Data Engineering with Hadoop

Description

Big Data has become a real phenomenon. Huge amounts of data are stored and processed every day - and that at high speed. At the same time, the data is often unstructured and inconsistent, which makes it even more difficult, if not impossible, to process it by using conventional methods or single systems.

Companies around the world are developing ever more efficient software platforms and methods to collect electronic data on a large scale, store it in gigantic architectures and process it systematically. One of those platforms, which has proven itself up to now, is Apache Hadoop.

Hadoop is a Java-based and open source framework that handles all sorts of storage and processing for Big Data across clusters of computers using simple programming models. It is a versatile, easily accessible and high speed software library architecture, which is designed to detect and handle failures at the application layer.

What you will learn

In this comprehensive training, held by Suyog Nagaokar, you will learn and master the Hadoop architecture and its components like HDFS, YARN, MapReduce, Hive and Sqoop.

With this Big Data training, you will understand the detailed concepts of the Hadoop Eco-system along with hands-on labs. Understand the most important Hadoop commands and learn how to implement and use each component to solve real business problems!

Furthermore, you will install and work with a real Hadoop installation right on your desktop with Cloudera Quickstart VM. Learn how to store and query your data with Sqoop, Hive, and MySQL and write Hive queries to analyze data on Hadoop.

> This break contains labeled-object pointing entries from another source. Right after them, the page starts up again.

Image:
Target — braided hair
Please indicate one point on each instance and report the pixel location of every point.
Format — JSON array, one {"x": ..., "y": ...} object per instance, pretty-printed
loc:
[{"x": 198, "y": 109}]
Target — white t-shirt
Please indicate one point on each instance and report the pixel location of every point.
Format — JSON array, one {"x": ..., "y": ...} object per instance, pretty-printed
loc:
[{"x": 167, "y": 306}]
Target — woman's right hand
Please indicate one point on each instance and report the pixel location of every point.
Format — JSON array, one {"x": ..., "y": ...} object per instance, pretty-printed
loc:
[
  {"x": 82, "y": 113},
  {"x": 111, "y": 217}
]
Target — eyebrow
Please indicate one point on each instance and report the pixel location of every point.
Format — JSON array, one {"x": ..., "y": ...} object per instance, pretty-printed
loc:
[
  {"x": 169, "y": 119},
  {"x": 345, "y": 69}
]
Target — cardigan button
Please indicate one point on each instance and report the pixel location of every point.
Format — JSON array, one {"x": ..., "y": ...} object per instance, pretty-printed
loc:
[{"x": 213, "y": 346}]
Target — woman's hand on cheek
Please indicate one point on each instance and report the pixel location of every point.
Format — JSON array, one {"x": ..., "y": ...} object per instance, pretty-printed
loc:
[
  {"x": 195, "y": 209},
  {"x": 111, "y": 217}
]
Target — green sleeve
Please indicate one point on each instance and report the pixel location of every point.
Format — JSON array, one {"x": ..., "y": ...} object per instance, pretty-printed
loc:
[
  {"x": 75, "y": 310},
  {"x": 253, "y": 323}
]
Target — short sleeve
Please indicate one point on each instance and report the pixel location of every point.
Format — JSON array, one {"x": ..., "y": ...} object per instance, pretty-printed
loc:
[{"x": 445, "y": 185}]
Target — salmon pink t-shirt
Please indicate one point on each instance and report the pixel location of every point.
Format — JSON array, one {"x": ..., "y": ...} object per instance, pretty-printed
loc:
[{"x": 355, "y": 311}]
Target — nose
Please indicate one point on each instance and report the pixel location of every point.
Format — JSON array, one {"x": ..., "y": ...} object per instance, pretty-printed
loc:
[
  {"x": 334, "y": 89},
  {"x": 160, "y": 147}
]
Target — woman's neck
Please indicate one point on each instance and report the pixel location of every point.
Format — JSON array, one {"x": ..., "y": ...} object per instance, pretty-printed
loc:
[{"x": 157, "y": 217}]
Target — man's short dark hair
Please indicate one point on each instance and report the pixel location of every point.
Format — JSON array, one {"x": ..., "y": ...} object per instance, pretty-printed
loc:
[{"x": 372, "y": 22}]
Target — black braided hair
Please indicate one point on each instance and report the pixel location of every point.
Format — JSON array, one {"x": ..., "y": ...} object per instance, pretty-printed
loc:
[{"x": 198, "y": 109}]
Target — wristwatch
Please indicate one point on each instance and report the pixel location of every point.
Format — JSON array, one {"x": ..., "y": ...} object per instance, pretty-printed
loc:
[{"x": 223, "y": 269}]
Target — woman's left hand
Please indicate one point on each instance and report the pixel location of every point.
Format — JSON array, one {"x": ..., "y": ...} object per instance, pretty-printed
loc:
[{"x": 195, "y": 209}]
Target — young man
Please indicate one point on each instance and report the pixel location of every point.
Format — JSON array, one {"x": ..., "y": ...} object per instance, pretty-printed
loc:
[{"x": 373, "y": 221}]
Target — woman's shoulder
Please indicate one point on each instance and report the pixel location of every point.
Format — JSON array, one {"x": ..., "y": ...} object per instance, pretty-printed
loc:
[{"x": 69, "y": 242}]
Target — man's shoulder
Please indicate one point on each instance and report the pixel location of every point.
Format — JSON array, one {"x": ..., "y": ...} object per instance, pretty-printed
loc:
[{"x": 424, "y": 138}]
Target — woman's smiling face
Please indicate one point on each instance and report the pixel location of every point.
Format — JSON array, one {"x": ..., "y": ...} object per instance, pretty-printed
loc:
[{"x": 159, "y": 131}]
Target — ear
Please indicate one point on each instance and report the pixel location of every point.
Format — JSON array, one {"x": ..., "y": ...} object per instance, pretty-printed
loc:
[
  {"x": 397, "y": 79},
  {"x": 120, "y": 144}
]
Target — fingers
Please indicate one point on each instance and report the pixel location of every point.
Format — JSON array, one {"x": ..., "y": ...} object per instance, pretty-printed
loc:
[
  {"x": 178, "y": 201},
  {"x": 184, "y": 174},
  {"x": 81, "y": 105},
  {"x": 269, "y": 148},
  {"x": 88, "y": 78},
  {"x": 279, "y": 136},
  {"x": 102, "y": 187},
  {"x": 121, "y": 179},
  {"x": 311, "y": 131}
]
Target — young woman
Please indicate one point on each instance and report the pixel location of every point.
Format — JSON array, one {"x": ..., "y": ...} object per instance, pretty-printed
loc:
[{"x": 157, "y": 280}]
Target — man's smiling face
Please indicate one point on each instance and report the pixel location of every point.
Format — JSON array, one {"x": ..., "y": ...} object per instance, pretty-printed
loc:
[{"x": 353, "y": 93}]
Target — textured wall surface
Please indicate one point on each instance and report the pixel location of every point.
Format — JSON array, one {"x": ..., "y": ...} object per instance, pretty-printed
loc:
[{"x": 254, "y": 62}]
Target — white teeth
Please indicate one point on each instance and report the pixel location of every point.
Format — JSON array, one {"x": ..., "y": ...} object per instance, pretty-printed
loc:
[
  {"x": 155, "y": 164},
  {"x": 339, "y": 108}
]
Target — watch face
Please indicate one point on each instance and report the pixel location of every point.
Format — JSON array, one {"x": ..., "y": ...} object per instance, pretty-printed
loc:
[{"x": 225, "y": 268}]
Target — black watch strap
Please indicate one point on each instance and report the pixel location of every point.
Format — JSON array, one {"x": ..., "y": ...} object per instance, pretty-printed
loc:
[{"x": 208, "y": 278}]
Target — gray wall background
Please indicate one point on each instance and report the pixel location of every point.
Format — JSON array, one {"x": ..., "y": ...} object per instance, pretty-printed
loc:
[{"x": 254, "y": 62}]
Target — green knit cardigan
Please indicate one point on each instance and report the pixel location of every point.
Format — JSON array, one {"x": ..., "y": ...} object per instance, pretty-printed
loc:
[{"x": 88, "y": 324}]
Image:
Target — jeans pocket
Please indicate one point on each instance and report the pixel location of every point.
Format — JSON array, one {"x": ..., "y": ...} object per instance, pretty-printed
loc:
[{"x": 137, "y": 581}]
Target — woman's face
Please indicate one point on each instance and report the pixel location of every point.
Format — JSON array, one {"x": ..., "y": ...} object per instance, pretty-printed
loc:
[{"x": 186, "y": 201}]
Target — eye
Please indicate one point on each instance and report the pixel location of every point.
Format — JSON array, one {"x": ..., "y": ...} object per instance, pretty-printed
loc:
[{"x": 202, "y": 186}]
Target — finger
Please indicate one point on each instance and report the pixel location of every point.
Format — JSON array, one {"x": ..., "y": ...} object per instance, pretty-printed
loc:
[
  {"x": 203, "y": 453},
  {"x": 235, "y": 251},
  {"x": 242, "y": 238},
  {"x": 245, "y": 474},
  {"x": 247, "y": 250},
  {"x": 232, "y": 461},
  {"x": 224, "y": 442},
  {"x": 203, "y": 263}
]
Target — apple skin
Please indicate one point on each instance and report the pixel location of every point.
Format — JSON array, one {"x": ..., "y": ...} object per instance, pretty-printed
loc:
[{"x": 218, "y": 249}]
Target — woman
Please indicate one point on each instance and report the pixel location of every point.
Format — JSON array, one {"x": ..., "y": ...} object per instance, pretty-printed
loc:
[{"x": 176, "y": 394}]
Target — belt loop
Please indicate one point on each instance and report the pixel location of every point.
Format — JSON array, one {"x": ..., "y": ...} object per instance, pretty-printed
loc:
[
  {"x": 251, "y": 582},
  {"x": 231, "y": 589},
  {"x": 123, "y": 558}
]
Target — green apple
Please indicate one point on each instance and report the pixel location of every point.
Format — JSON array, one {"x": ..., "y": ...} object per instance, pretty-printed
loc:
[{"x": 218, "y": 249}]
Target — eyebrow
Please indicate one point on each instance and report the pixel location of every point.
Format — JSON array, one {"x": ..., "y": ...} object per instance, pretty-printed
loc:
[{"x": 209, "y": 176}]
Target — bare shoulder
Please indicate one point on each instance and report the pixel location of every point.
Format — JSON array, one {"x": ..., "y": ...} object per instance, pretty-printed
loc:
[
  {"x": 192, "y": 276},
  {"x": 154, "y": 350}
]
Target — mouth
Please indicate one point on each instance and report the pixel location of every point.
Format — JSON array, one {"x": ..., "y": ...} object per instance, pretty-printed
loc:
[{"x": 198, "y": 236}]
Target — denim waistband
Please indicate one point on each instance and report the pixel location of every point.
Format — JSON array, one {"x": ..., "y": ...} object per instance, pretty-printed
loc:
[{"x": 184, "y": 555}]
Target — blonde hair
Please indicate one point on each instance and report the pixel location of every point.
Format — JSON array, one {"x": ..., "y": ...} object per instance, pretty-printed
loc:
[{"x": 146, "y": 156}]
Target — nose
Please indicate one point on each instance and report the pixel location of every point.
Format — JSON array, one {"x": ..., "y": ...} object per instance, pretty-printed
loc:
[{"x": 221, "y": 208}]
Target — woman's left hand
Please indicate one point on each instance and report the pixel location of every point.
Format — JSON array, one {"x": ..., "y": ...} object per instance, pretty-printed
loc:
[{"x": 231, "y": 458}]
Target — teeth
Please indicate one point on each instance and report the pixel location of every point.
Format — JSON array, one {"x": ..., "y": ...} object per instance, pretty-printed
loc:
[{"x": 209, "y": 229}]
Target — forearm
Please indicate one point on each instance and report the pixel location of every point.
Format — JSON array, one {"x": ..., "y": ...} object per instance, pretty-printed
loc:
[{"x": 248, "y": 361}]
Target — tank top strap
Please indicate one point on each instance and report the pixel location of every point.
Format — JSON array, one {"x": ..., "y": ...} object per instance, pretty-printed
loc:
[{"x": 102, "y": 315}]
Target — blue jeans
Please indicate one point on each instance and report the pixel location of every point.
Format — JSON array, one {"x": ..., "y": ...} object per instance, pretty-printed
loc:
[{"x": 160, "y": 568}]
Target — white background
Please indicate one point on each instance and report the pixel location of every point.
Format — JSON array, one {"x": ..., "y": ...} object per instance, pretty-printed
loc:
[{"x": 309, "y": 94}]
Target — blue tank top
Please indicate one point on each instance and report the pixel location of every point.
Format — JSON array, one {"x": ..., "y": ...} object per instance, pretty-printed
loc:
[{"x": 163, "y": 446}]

By the end of this training, you will also be able to write Hadoop commands, manage Big Data on a cluster with HDFS and MapReduce and manage your cluster with YARN and Hue.

Requirements

Access to a PC running 64-bit Windows or Linux with an Internet connection
At least 8GB of *free* (not total) RAM, if you want to participate in the hands-on activities and exercises. If your PC does not meet these requirements, you can still follow along in the training without doing hands-on activities
Some activities will require some prior programming experience, preferably in Python
A basic familiarity with the Linux command line will be very helpful

About the Author

Suyog Nagaokar

Suyog has 8+ years experience in Data Engineering, providing automated and optimized solutions to businesses based on Hadoop, Spark and Streaming frameworks, thus helping them generate value from data.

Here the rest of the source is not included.